上記のとおり支払金額を基に源泉所得税は計算をされますが、支払金額は名目では無く実質的に源泉徴収の対象となる支払いに該当するかで判断をします。
例えば、原稿料の支払いの際に、原稿を執筆するために必要である謝金、取材費、調査費、車代等は、請求書等で名目はそのように記載されていても、全て実質的に原稿料として源泉徴収の対象となります。

また、ホステス等に支払う際には、接客等のサービスの他に、衣装代や深夜移動のためのタクシー代についても、全て実質的にホステス等に支払う報酬として源泉徴収の対象となります

一方で、同じ業務委託に係る支払であっても、会社が、直接交通機関等へ通常必要な範囲の交通費や宿泊費等を支払った場合は、源泉徴収を行うべき報酬に含めなくてもよいことになっています。
また、報酬の額の中に消費税が含まれている場合は、原則として、消費税等の額を含めた金額が源泉徴収の対象となります。

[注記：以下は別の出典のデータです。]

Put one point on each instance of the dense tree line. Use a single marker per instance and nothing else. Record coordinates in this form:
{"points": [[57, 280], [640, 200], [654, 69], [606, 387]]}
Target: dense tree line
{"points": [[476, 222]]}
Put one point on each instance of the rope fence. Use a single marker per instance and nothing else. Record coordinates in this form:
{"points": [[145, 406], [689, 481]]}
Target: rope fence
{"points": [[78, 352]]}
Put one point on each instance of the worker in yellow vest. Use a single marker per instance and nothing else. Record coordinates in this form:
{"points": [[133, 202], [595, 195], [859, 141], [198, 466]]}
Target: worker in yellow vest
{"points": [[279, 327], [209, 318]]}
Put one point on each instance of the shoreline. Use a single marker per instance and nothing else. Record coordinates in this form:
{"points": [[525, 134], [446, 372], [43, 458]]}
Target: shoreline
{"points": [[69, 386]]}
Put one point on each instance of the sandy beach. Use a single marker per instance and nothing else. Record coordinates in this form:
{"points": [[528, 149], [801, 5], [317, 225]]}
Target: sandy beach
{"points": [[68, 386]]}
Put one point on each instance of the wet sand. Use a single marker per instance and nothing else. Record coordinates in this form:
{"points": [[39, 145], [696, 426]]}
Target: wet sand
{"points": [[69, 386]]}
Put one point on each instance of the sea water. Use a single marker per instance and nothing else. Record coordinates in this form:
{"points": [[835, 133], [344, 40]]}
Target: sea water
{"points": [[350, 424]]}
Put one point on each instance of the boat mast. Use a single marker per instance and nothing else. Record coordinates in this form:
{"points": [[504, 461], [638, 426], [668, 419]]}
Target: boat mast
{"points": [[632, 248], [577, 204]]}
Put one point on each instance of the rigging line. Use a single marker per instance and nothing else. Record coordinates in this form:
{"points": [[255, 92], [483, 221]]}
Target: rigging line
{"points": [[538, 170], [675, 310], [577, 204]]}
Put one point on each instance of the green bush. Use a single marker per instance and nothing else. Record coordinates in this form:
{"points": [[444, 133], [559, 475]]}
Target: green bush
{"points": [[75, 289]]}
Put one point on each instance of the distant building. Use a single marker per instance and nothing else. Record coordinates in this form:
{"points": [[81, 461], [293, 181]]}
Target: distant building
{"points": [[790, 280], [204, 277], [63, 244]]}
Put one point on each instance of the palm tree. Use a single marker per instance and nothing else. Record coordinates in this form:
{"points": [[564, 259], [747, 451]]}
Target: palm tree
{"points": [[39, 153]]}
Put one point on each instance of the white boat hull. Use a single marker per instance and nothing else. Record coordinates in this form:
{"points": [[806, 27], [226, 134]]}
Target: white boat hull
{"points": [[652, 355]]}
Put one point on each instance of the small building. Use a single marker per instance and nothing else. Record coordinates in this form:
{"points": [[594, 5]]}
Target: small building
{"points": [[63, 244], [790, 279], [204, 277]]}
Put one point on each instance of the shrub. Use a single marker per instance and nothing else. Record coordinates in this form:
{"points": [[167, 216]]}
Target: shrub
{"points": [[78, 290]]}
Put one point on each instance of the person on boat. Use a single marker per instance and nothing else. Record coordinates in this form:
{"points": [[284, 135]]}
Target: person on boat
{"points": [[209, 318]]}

このように、業務委託報酬に係る源泉所得税の計算には、どの支払いが源泉徴収の対象となるか見極める必要があります。請求書が発行され、源泉所得税が明記をされている場合は、その請求書に従って報酬支払や所得税の預かりを行えば問題ありませんが、会社が源泉所得税の計算をして源泉徴収事務を行わなくてはならない場合には、留意をします。

まとめ

業務委託報酬は源泉徴収が必要であり、その支払い内容によって税率が異なります。毎月定額の業務委託報酬の支払いでは無く、その都度支払っている場合には源泉徴収を行うことや、その納付を行うことを会社が失念してしまうことが多く見受けられます。
意図せぬ税金の未納が発生しないように、注意をしましょう。是非ご参考になさってください。